Les conservateurs risquent d’oublier une riche tradition de pensée économique


L’écrivain, ancien conseiller principal des chanceliers britanniques Philip Hammond et Sajid Javid, est associé chez Flint Global; il écrit à titre personnel

Le gouvernement de Boris Johnson a été fondamentalement « non-conservateur ». Telle a été l’impression donnée par la course à la direction des conservateurs jusqu’à présent. Inévitablement, le débat a été dominé par la chef du parti conservateur moderne la plus couronnée de succès, Margaret Thatcher.

Ce que nous avons entendu n’est au mieux qu’un reflet partiel de sa philosophie : les grands conservateurs ont fait la queue pour rappeler aux candidats son aversion pour les réductions d’impôts non financées lorsque l’inflation monte en flèche. De plus, le débat ignore une histoire beaucoup plus riche de la pensée économique conservatrice.

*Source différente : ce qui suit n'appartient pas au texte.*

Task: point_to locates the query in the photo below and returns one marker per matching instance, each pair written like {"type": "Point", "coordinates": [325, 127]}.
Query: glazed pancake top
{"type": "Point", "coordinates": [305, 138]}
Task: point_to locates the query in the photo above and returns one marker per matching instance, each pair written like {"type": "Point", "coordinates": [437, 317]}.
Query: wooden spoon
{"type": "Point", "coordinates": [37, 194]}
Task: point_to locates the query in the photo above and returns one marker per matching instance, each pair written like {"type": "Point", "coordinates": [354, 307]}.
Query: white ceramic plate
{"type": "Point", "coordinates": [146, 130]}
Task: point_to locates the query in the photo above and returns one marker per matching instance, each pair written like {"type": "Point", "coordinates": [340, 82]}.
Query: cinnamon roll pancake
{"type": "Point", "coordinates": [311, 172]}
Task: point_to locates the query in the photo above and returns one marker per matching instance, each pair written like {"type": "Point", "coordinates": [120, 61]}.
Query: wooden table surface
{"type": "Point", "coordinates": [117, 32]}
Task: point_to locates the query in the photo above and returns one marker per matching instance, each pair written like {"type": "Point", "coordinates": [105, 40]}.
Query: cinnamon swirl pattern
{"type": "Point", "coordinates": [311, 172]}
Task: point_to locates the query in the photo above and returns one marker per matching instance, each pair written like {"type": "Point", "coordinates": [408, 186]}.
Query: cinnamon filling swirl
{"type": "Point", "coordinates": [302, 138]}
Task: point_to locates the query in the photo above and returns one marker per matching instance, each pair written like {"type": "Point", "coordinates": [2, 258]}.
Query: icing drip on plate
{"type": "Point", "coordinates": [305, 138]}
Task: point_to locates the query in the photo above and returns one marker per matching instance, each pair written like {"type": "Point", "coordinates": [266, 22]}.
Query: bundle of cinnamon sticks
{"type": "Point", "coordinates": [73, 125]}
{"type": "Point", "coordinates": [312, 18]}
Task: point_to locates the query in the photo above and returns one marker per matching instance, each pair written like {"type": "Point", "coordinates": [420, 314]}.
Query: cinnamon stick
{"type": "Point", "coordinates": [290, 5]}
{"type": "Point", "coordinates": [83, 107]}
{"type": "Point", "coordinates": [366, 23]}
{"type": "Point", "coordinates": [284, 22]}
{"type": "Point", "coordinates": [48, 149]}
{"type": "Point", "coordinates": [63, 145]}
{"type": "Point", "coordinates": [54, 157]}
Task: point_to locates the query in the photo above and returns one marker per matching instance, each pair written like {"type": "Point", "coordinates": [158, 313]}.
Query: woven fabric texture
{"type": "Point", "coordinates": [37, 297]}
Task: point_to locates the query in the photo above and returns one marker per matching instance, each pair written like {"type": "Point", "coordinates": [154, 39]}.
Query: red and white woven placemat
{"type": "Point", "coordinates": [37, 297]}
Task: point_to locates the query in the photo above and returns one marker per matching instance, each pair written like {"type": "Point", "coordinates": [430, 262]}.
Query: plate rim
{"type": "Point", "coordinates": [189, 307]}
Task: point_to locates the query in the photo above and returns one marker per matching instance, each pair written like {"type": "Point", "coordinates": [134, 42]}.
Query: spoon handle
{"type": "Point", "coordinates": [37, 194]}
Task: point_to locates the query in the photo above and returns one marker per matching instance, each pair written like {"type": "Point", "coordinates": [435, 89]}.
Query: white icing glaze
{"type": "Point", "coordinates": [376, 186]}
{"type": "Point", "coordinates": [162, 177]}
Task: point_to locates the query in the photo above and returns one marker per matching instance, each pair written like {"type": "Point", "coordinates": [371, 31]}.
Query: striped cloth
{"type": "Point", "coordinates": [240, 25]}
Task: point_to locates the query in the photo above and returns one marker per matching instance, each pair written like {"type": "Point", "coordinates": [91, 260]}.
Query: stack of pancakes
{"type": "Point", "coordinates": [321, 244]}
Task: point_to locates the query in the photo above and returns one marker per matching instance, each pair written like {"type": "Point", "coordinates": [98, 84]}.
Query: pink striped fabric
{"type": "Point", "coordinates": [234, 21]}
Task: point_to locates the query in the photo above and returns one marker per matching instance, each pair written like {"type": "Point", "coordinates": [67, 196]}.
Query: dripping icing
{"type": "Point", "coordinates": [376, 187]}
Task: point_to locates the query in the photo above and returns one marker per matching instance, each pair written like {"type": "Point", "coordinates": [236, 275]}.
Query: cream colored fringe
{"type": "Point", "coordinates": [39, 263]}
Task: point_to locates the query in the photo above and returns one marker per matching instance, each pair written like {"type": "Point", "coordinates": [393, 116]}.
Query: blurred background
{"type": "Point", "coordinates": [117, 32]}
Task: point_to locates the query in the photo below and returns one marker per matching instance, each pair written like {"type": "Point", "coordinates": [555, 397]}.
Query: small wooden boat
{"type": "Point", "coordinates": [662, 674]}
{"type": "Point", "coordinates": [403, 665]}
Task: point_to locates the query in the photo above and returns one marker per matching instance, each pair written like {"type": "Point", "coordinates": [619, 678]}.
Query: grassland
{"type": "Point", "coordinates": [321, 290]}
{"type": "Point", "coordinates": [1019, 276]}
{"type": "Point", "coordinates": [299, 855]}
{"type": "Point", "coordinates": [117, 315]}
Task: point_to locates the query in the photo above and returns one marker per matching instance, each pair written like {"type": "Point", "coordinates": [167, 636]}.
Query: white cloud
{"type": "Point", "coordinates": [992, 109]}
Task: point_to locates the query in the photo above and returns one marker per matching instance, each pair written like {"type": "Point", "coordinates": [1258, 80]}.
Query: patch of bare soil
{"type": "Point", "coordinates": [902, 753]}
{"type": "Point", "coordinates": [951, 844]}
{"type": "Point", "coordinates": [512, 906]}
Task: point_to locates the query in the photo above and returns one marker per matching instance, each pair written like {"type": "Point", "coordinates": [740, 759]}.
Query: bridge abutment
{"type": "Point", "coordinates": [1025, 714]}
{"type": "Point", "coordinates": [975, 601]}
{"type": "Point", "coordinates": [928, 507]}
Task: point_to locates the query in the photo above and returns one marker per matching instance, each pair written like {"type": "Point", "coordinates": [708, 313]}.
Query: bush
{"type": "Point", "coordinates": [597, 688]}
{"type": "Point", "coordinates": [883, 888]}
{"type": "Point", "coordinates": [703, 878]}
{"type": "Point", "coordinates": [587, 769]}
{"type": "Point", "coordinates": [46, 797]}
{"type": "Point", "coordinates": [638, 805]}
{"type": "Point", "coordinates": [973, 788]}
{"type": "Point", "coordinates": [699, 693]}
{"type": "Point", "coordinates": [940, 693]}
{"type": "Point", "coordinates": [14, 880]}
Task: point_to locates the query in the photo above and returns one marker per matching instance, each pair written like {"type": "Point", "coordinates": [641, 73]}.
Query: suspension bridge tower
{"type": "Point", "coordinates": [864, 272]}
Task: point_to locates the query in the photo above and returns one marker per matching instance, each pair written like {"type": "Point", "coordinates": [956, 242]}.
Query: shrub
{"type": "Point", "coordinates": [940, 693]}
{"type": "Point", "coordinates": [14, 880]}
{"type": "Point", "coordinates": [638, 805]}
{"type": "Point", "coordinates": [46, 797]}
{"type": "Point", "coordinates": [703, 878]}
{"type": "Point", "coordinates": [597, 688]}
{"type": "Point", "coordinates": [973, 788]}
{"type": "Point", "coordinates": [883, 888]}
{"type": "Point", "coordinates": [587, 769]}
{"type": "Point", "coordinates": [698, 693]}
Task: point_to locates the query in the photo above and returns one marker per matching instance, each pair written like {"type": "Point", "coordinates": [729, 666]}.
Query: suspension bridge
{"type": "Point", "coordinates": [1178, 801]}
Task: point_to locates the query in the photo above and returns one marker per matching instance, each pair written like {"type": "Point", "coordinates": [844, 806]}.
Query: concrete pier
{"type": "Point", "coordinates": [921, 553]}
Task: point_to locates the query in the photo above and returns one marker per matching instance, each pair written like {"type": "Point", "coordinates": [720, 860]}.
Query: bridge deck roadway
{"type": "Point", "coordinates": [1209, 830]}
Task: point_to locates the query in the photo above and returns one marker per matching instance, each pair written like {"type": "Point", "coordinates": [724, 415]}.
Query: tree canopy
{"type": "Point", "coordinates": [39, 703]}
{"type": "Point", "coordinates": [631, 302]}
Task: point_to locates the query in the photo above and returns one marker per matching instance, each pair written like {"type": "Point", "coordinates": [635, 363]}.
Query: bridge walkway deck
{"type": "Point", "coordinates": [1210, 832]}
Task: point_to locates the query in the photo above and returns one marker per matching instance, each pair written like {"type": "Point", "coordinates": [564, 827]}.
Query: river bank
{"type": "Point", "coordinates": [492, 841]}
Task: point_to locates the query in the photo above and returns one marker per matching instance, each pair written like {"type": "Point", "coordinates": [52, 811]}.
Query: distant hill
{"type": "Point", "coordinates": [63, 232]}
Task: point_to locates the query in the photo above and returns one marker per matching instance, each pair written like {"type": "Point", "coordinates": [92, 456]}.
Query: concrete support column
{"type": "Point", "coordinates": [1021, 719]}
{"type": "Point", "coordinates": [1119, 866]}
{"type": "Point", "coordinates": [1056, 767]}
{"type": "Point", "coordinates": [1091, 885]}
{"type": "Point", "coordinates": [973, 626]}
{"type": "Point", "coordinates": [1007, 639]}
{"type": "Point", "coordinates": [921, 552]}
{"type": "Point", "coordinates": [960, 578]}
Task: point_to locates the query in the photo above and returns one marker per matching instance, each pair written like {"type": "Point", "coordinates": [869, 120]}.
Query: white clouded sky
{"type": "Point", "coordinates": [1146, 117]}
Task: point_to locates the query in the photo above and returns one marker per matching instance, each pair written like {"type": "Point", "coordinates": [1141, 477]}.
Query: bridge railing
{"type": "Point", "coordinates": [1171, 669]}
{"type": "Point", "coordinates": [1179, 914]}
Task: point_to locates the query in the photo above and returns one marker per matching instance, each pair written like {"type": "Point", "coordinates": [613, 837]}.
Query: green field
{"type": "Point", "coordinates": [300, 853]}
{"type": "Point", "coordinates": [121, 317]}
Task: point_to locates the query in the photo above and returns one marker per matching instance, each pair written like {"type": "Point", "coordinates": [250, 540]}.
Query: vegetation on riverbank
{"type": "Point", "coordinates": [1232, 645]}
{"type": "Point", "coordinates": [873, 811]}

L’économie conservatrice a connu des hauts et des bas au cours des deux cents dernières années. Le programme de libéralisation de Robert Peel au milieu du XIXe siècle a été suivi d’une période de scepticisme envers laissez-faire. Avec la montée du travail, le parti a changé pour se définir contre le socialisme, mais la période après 1945 a néanmoins vu les conservateurs faire la paix avec l’État-providence et présider une économie mixte. Ce n’est que sous Thatcher que le recul de l’État est devenu central.

Cette évolution ne doit cependant pas être confondue avec un manque de principes. Tout au long, quatre principes de base de la pensée économique conservatrice ont perduré. Premièrement, l’économie conservatrice a eu tendance à être pragmatique, sceptique à l’égard de l’idéologie et fondée sur le réalisme. Le conservatisme a rejeté la rigidité intellectuelle, s’adaptant plutôt aux problèmes du jour.

Deuxièmement, il a accueilli favorablement le changement économique, tant pour les progrès qu’il peut apporter que pour assurer la stabilité politique et sociale. La tâche consiste à gérer le changement avec soin, en tenant compte de la manière dont les personnes et les communautés doivent être protégées.

Le troisième principe clé est la conviction que la prospérité et les opportunités doivent être largement partagées. Ce fil conducteur va de la reconnaissance par Benjamin Disraeli des dangers de l’existence de « deux nations », riche et pauvre, à d’Harold Macmillan la reconnaissance du « devoir clair » du conservatisme envers les sections de la société qui ne participent pas au progrès économique.

Enfin, il y a le rôle de l’État. Oui, les conservateurs ont toujours regardé avec méfiance un gouvernement trop puissant – mais cela ne doit pas être confondu avec le libertarianisme des petits États. L’approche conservatrice a été de voir l’État comme un facilitateur, plutôt qu’un contrôleur, de l’activité économique.

Ce sont ces principes qu’il faut maintenant appliquer aux défis à venir. À court terme, cela signifie gérer la flambée massive de l’inflation et le ralentissement qu’elle peut entraîner. Au-delà de cela, le prochain Premier ministre doit se tourner vers les défis à plus long terme. Compte tenu de la récente croissance anémique, un plan pour la maximiser doit être une priorité absolue. Mais un vrai conservateur est réaliste et doit reconnaître que même l’exécution la plus brillante pourrait néanmoins voir l’économie croître plus lentement qu’auparavant, freinée par des facteurs structurels inévitables : une population vieillissante, l’évolution inexorable vers plus de services et le recul de la mondialisation. . La poursuite de la croissance ne peut donc servir de couverture pour éviter des décisions difficiles ailleurs.

Plus précisément, une croissance plus faible signifie que deux autres défis auxquels le Royaume-Uni était déjà confronté vont probablement s’intensifier. Les niveaux de revenu et les inégalités régionales en Grande-Bretagne sont élevés selon les normes historiques et internationales. L’histoire nous dit qu’une croissance faible a tendance à voir des combats plus intenses sur la distribution, ajoutant de l’urgence à la question. Une croissance plus faible signifie également que les pressions structurelles sur les finances publiques ne peuvent être ignorées.

Pour faire face à la croissance, aux inégalités et aux défis budgétaires à venir, le conservatisme d’aujourd’hui doit s’adapter une fois de plus ; mais il doit être fondé sur des principes conservateurs de longue date, et non sur les vaines promesses d’une imitation partielle du thatchérisme.